Binzotim

• Primary Open-Angle Glaucoma (POAG): Reduction of elevated intraocular pressure (IOP) in patients who are insufficiently responsive to monotherapy.
• Ocular Hypertension (OHT): Lowering elevated IOP to reduce risk of optic nerve damage.
• Indicated as adjunctive therapy when monotherapy with either brinzolamide or timolol alone is inadequate.

• Adults and Elderly:
• Instill one drop in the affected eye(s) twice daily (approximately every 12 hours).
• Do not exceed the recommended dose.
• Shake well before use.
• Remove contact lenses before administration; wait 15 minutes before reinsertion.
• Pediatrics:
• Safety and efficacy not established in children under 18 years; use only if benefits outweigh risks.
• Renal Impairment:
• Use brinzolamide cautiously in patients with severe renal impairment (CrCl <30 mL/min) due to systemic accumulation risk.
• Hepatic Impairment:
• Use timolol cautiously in patients with hepatic impairment; dose adjustment may be necessary.
• Administration:
• Ophthalmic topical use only.

Brinzolamide is a carbonic anhydrase II inhibitor that reduces aqueous humor secretion by inhibiting bicarbonate ion formation in the ciliary body, lowering intraocular pressure. Timolol is a non-selective beta-adrenergic receptor blocker that decreases aqueous humor production by blocking beta-1 and beta-2 receptors in the ciliary epithelium. The combination exerts an additive effect in reducing elevated IOP by dual mechanisms — reducing fluid formation and increasing outflow — thus providing better pressure control than either agent alone.

• Absorption:
• Both drugs show minimal systemic absorption following topical ocular administration; however, brinzolamide binds extensively to erythrocytes and timolol is systemically absorbed with measurable plasma levels.
• Distribution:
• Brinzolamide binds intracellularly in erythrocytes; timolol distributes widely and crosses the blood-brain barrier.
• Metabolism:
• Brinzolamide undergoes limited hepatic metabolism; active metabolites exist but are minor.
• Timolol is extensively metabolized by hepatic CYP2D6 enzymes.
• Elimination:
• Brinzolamide is primarily excreted unchanged in urine; long half-life in erythrocytes (~111 days).
• Timolol is eliminated mostly by hepatic metabolism and renal excretion of metabolites; plasma half-life ~4-5 hours.
• Onset of Action:
• IOP reduction begins within 1 hour; maximal effect observed 2 to 6 hours after instillation.

• Pregnancy:
• Category C (FDA). Use only if potential benefits justify potential fetal risks.
• Timolol may cause fetal bradycardia or other beta-blocker associated effects.
• Brinzolamide’s carbonic anhydrase inhibition may affect fetal acid-base balance.
• Lactation:
• Both drugs are excreted in breast milk in unknown amounts.
• Caution advised; breastfeeding mothers should discuss risks with healthcare provider.

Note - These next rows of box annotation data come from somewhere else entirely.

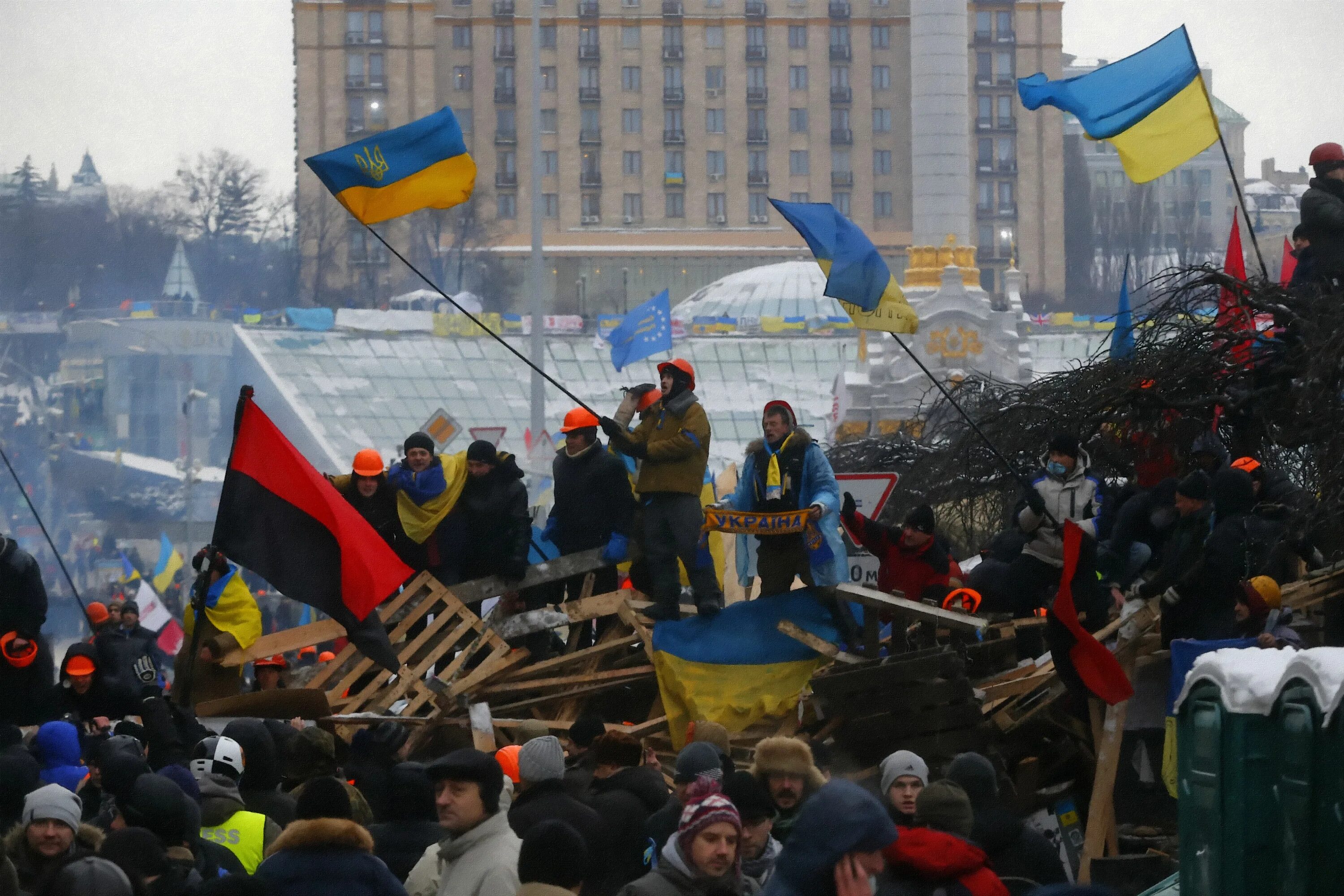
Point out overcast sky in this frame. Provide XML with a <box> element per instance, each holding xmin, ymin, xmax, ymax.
<box><xmin>0</xmin><ymin>0</ymin><xmax>1344</xmax><ymax>191</ymax></box>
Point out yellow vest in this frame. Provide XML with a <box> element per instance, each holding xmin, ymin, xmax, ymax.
<box><xmin>200</xmin><ymin>809</ymin><xmax>266</xmax><ymax>874</ymax></box>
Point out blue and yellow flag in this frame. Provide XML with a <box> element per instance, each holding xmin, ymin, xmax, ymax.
<box><xmin>153</xmin><ymin>532</ymin><xmax>181</xmax><ymax>594</ymax></box>
<box><xmin>304</xmin><ymin>106</ymin><xmax>476</xmax><ymax>224</ymax></box>
<box><xmin>770</xmin><ymin>199</ymin><xmax>919</xmax><ymax>333</ymax></box>
<box><xmin>1017</xmin><ymin>26</ymin><xmax>1218</xmax><ymax>184</ymax></box>
<box><xmin>653</xmin><ymin>588</ymin><xmax>837</xmax><ymax>750</ymax></box>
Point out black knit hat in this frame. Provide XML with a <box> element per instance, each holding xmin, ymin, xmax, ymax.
<box><xmin>466</xmin><ymin>439</ymin><xmax>500</xmax><ymax>465</ymax></box>
<box><xmin>1046</xmin><ymin>433</ymin><xmax>1078</xmax><ymax>461</ymax></box>
<box><xmin>294</xmin><ymin>775</ymin><xmax>353</xmax><ymax>819</ymax></box>
<box><xmin>425</xmin><ymin>747</ymin><xmax>504</xmax><ymax>815</ymax></box>
<box><xmin>1176</xmin><ymin>470</ymin><xmax>1212</xmax><ymax>501</ymax></box>
<box><xmin>517</xmin><ymin>818</ymin><xmax>589</xmax><ymax>889</ymax></box>
<box><xmin>402</xmin><ymin>433</ymin><xmax>434</xmax><ymax>454</ymax></box>
<box><xmin>906</xmin><ymin>504</ymin><xmax>934</xmax><ymax>534</ymax></box>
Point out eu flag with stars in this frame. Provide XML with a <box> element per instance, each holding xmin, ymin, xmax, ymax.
<box><xmin>606</xmin><ymin>289</ymin><xmax>672</xmax><ymax>370</ymax></box>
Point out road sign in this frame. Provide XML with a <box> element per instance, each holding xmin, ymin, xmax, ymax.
<box><xmin>421</xmin><ymin>409</ymin><xmax>462</xmax><ymax>451</ymax></box>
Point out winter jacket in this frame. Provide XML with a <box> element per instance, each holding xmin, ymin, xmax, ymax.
<box><xmin>224</xmin><ymin>719</ymin><xmax>294</xmax><ymax>827</ymax></box>
<box><xmin>257</xmin><ymin>818</ymin><xmax>406</xmax><ymax>896</ymax></box>
<box><xmin>728</xmin><ymin>426</ymin><xmax>849</xmax><ymax>587</ymax></box>
<box><xmin>844</xmin><ymin>513</ymin><xmax>961</xmax><ymax>600</ymax></box>
<box><xmin>4</xmin><ymin>825</ymin><xmax>102</xmax><ymax>893</ymax></box>
<box><xmin>550</xmin><ymin>442</ymin><xmax>634</xmax><ymax>553</ymax></box>
<box><xmin>614</xmin><ymin>390</ymin><xmax>710</xmax><ymax>497</ymax></box>
<box><xmin>1017</xmin><ymin>450</ymin><xmax>1102</xmax><ymax>568</ymax></box>
<box><xmin>453</xmin><ymin>455</ymin><xmax>532</xmax><ymax>579</ymax></box>
<box><xmin>508</xmin><ymin>778</ymin><xmax>609</xmax><ymax>893</ymax></box>
<box><xmin>51</xmin><ymin>641</ymin><xmax>140</xmax><ymax>721</ymax></box>
<box><xmin>1300</xmin><ymin>177</ymin><xmax>1344</xmax><ymax>280</ymax></box>
<box><xmin>32</xmin><ymin>721</ymin><xmax>89</xmax><ymax>793</ymax></box>
<box><xmin>878</xmin><ymin>827</ymin><xmax>1008</xmax><ymax>896</ymax></box>
<box><xmin>589</xmin><ymin>766</ymin><xmax>669</xmax><ymax>893</ymax></box>
<box><xmin>970</xmin><ymin>806</ymin><xmax>1068</xmax><ymax>885</ymax></box>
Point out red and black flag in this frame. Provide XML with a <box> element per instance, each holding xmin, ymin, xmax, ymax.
<box><xmin>214</xmin><ymin>386</ymin><xmax>414</xmax><ymax>670</ymax></box>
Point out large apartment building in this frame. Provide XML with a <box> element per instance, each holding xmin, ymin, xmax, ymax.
<box><xmin>294</xmin><ymin>0</ymin><xmax>1063</xmax><ymax>312</ymax></box>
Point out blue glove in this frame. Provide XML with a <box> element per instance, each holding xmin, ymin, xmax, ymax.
<box><xmin>602</xmin><ymin>532</ymin><xmax>630</xmax><ymax>563</ymax></box>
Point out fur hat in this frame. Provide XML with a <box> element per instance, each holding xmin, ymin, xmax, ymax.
<box><xmin>751</xmin><ymin>737</ymin><xmax>827</xmax><ymax>793</ymax></box>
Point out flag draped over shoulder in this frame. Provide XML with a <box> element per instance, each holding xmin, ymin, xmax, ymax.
<box><xmin>770</xmin><ymin>199</ymin><xmax>919</xmax><ymax>333</ymax></box>
<box><xmin>653</xmin><ymin>588</ymin><xmax>837</xmax><ymax>750</ymax></box>
<box><xmin>212</xmin><ymin>387</ymin><xmax>413</xmax><ymax>629</ymax></box>
<box><xmin>304</xmin><ymin>106</ymin><xmax>476</xmax><ymax>224</ymax></box>
<box><xmin>1017</xmin><ymin>26</ymin><xmax>1218</xmax><ymax>184</ymax></box>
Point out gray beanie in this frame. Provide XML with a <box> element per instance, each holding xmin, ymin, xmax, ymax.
<box><xmin>517</xmin><ymin>735</ymin><xmax>564</xmax><ymax>784</ymax></box>
<box><xmin>882</xmin><ymin>750</ymin><xmax>929</xmax><ymax>798</ymax></box>
<box><xmin>23</xmin><ymin>784</ymin><xmax>83</xmax><ymax>830</ymax></box>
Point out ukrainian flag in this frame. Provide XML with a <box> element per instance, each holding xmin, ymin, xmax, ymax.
<box><xmin>770</xmin><ymin>199</ymin><xmax>919</xmax><ymax>333</ymax></box>
<box><xmin>1017</xmin><ymin>26</ymin><xmax>1218</xmax><ymax>184</ymax></box>
<box><xmin>304</xmin><ymin>106</ymin><xmax>476</xmax><ymax>224</ymax></box>
<box><xmin>153</xmin><ymin>532</ymin><xmax>181</xmax><ymax>594</ymax></box>
<box><xmin>653</xmin><ymin>588</ymin><xmax>837</xmax><ymax>750</ymax></box>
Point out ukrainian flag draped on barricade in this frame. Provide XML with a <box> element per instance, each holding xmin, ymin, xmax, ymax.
<box><xmin>653</xmin><ymin>588</ymin><xmax>839</xmax><ymax>750</ymax></box>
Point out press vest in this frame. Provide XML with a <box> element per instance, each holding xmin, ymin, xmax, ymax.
<box><xmin>200</xmin><ymin>809</ymin><xmax>266</xmax><ymax>874</ymax></box>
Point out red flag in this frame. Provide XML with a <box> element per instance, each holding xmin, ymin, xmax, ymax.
<box><xmin>1051</xmin><ymin>520</ymin><xmax>1134</xmax><ymax>705</ymax></box>
<box><xmin>214</xmin><ymin>387</ymin><xmax>414</xmax><ymax>629</ymax></box>
<box><xmin>1278</xmin><ymin>237</ymin><xmax>1297</xmax><ymax>286</ymax></box>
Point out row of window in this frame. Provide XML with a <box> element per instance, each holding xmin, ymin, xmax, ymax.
<box><xmin>495</xmin><ymin>191</ymin><xmax>892</xmax><ymax>220</ymax></box>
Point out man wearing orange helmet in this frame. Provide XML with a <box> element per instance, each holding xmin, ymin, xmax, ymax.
<box><xmin>601</xmin><ymin>358</ymin><xmax>723</xmax><ymax>619</ymax></box>
<box><xmin>1294</xmin><ymin>142</ymin><xmax>1344</xmax><ymax>288</ymax></box>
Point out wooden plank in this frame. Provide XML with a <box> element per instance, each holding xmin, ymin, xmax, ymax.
<box><xmin>775</xmin><ymin>619</ymin><xmax>863</xmax><ymax>663</ymax></box>
<box><xmin>836</xmin><ymin>583</ymin><xmax>991</xmax><ymax>633</ymax></box>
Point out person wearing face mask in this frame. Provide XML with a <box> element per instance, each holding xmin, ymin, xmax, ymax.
<box><xmin>984</xmin><ymin>433</ymin><xmax>1107</xmax><ymax>630</ymax></box>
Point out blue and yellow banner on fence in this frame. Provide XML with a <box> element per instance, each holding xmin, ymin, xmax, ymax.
<box><xmin>304</xmin><ymin>106</ymin><xmax>476</xmax><ymax>224</ymax></box>
<box><xmin>653</xmin><ymin>588</ymin><xmax>839</xmax><ymax>750</ymax></box>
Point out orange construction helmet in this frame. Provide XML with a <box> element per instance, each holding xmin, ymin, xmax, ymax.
<box><xmin>351</xmin><ymin>448</ymin><xmax>383</xmax><ymax>475</ymax></box>
<box><xmin>495</xmin><ymin>744</ymin><xmax>523</xmax><ymax>784</ymax></box>
<box><xmin>560</xmin><ymin>407</ymin><xmax>601</xmax><ymax>433</ymax></box>
<box><xmin>0</xmin><ymin>631</ymin><xmax>38</xmax><ymax>669</ymax></box>
<box><xmin>659</xmin><ymin>358</ymin><xmax>695</xmax><ymax>391</ymax></box>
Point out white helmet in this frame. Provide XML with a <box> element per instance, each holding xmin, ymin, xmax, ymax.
<box><xmin>191</xmin><ymin>736</ymin><xmax>243</xmax><ymax>780</ymax></box>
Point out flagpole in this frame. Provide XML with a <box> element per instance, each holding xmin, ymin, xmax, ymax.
<box><xmin>356</xmin><ymin>225</ymin><xmax>601</xmax><ymax>417</ymax></box>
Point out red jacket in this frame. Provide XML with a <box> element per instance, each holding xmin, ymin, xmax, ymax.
<box><xmin>844</xmin><ymin>513</ymin><xmax>961</xmax><ymax>600</ymax></box>
<box><xmin>882</xmin><ymin>826</ymin><xmax>1008</xmax><ymax>896</ymax></box>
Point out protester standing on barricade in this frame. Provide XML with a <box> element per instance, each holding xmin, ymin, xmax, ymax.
<box><xmin>601</xmin><ymin>358</ymin><xmax>723</xmax><ymax>619</ymax></box>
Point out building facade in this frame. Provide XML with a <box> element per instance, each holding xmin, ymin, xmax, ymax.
<box><xmin>293</xmin><ymin>0</ymin><xmax>1063</xmax><ymax>313</ymax></box>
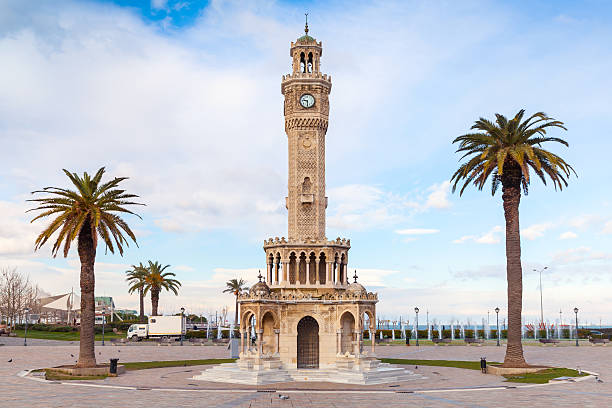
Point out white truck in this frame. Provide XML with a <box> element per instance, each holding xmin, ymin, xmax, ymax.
<box><xmin>127</xmin><ymin>316</ymin><xmax>186</xmax><ymax>341</ymax></box>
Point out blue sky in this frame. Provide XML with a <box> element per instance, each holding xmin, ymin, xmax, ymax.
<box><xmin>0</xmin><ymin>0</ymin><xmax>612</xmax><ymax>323</ymax></box>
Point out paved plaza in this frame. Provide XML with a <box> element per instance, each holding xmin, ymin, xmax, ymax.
<box><xmin>0</xmin><ymin>338</ymin><xmax>612</xmax><ymax>408</ymax></box>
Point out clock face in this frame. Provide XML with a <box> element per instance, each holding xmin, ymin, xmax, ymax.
<box><xmin>300</xmin><ymin>94</ymin><xmax>314</xmax><ymax>108</ymax></box>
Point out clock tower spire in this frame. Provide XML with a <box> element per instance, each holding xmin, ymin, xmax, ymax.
<box><xmin>281</xmin><ymin>27</ymin><xmax>331</xmax><ymax>241</ymax></box>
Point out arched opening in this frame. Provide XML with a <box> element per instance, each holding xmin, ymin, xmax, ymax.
<box><xmin>340</xmin><ymin>312</ymin><xmax>355</xmax><ymax>354</ymax></box>
<box><xmin>266</xmin><ymin>253</ymin><xmax>274</xmax><ymax>285</ymax></box>
<box><xmin>261</xmin><ymin>312</ymin><xmax>276</xmax><ymax>354</ymax></box>
<box><xmin>297</xmin><ymin>316</ymin><xmax>319</xmax><ymax>368</ymax></box>
<box><xmin>299</xmin><ymin>252</ymin><xmax>306</xmax><ymax>285</ymax></box>
<box><xmin>319</xmin><ymin>252</ymin><xmax>327</xmax><ymax>285</ymax></box>
<box><xmin>308</xmin><ymin>252</ymin><xmax>317</xmax><ymax>285</ymax></box>
<box><xmin>274</xmin><ymin>252</ymin><xmax>282</xmax><ymax>283</ymax></box>
<box><xmin>289</xmin><ymin>252</ymin><xmax>297</xmax><ymax>285</ymax></box>
<box><xmin>302</xmin><ymin>177</ymin><xmax>312</xmax><ymax>194</ymax></box>
<box><xmin>308</xmin><ymin>52</ymin><xmax>313</xmax><ymax>73</ymax></box>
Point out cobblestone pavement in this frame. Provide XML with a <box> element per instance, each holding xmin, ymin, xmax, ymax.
<box><xmin>0</xmin><ymin>339</ymin><xmax>612</xmax><ymax>408</ymax></box>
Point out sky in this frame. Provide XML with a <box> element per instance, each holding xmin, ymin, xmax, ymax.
<box><xmin>0</xmin><ymin>0</ymin><xmax>612</xmax><ymax>325</ymax></box>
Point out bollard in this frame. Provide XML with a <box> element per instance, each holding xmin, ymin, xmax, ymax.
<box><xmin>109</xmin><ymin>358</ymin><xmax>119</xmax><ymax>375</ymax></box>
<box><xmin>480</xmin><ymin>357</ymin><xmax>487</xmax><ymax>374</ymax></box>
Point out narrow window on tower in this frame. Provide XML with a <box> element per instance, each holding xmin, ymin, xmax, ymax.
<box><xmin>302</xmin><ymin>177</ymin><xmax>312</xmax><ymax>194</ymax></box>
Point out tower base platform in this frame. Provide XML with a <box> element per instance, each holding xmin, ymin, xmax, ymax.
<box><xmin>193</xmin><ymin>355</ymin><xmax>425</xmax><ymax>385</ymax></box>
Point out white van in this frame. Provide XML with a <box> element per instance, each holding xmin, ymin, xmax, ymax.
<box><xmin>127</xmin><ymin>316</ymin><xmax>186</xmax><ymax>341</ymax></box>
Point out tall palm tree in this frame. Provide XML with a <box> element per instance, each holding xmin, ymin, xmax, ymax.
<box><xmin>144</xmin><ymin>261</ymin><xmax>181</xmax><ymax>316</ymax></box>
<box><xmin>28</xmin><ymin>167</ymin><xmax>142</xmax><ymax>367</ymax></box>
<box><xmin>223</xmin><ymin>278</ymin><xmax>248</xmax><ymax>324</ymax></box>
<box><xmin>125</xmin><ymin>262</ymin><xmax>149</xmax><ymax>322</ymax></box>
<box><xmin>451</xmin><ymin>110</ymin><xmax>576</xmax><ymax>367</ymax></box>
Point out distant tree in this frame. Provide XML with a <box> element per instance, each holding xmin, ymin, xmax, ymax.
<box><xmin>125</xmin><ymin>262</ymin><xmax>148</xmax><ymax>322</ymax></box>
<box><xmin>28</xmin><ymin>167</ymin><xmax>142</xmax><ymax>367</ymax></box>
<box><xmin>144</xmin><ymin>261</ymin><xmax>181</xmax><ymax>316</ymax></box>
<box><xmin>451</xmin><ymin>110</ymin><xmax>576</xmax><ymax>367</ymax></box>
<box><xmin>223</xmin><ymin>278</ymin><xmax>249</xmax><ymax>325</ymax></box>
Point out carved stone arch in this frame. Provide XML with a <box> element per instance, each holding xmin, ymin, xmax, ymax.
<box><xmin>361</xmin><ymin>308</ymin><xmax>376</xmax><ymax>330</ymax></box>
<box><xmin>259</xmin><ymin>309</ymin><xmax>280</xmax><ymax>329</ymax></box>
<box><xmin>337</xmin><ymin>309</ymin><xmax>359</xmax><ymax>326</ymax></box>
<box><xmin>291</xmin><ymin>312</ymin><xmax>325</xmax><ymax>333</ymax></box>
<box><xmin>240</xmin><ymin>308</ymin><xmax>257</xmax><ymax>330</ymax></box>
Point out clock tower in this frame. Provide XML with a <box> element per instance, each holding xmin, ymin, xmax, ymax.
<box><xmin>281</xmin><ymin>20</ymin><xmax>331</xmax><ymax>241</ymax></box>
<box><xmin>194</xmin><ymin>23</ymin><xmax>424</xmax><ymax>385</ymax></box>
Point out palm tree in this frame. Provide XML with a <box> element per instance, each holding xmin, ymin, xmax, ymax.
<box><xmin>223</xmin><ymin>278</ymin><xmax>248</xmax><ymax>324</ymax></box>
<box><xmin>28</xmin><ymin>167</ymin><xmax>142</xmax><ymax>367</ymax></box>
<box><xmin>451</xmin><ymin>110</ymin><xmax>576</xmax><ymax>367</ymax></box>
<box><xmin>125</xmin><ymin>262</ymin><xmax>149</xmax><ymax>322</ymax></box>
<box><xmin>143</xmin><ymin>261</ymin><xmax>181</xmax><ymax>316</ymax></box>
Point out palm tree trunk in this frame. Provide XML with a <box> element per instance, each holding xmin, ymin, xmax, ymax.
<box><xmin>502</xmin><ymin>166</ymin><xmax>527</xmax><ymax>367</ymax></box>
<box><xmin>151</xmin><ymin>289</ymin><xmax>159</xmax><ymax>316</ymax></box>
<box><xmin>76</xmin><ymin>220</ymin><xmax>96</xmax><ymax>367</ymax></box>
<box><xmin>234</xmin><ymin>295</ymin><xmax>240</xmax><ymax>328</ymax></box>
<box><xmin>138</xmin><ymin>288</ymin><xmax>144</xmax><ymax>323</ymax></box>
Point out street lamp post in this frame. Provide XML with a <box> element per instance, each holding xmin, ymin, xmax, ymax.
<box><xmin>414</xmin><ymin>307</ymin><xmax>419</xmax><ymax>347</ymax></box>
<box><xmin>533</xmin><ymin>266</ymin><xmax>548</xmax><ymax>327</ymax></box>
<box><xmin>181</xmin><ymin>307</ymin><xmax>185</xmax><ymax>346</ymax></box>
<box><xmin>495</xmin><ymin>307</ymin><xmax>501</xmax><ymax>347</ymax></box>
<box><xmin>102</xmin><ymin>310</ymin><xmax>106</xmax><ymax>345</ymax></box>
<box><xmin>23</xmin><ymin>307</ymin><xmax>30</xmax><ymax>347</ymax></box>
<box><xmin>574</xmin><ymin>307</ymin><xmax>578</xmax><ymax>347</ymax></box>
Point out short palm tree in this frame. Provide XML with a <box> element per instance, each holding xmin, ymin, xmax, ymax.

• Primary Class: Antiglaucoma agent
• Subclass: Combination of Carbonic Anhydrase Inhibitor (Brinzolamide) + Non-selective Beta Blocker (Timolol)

• Known hypersensitivity to brinzolamide, timolol, or any formulation components
• Bronchial asthma or severe chronic obstructive pulmonary disease (COPD)
• Sinus bradycardia, heart block greater than first degree, cardiogenic shock, overt cardiac failure
• Severe renal impairment (for brinzolamide component)
• Concurrent use of oral carbonic anhydrase inhibitors (due to additive effects)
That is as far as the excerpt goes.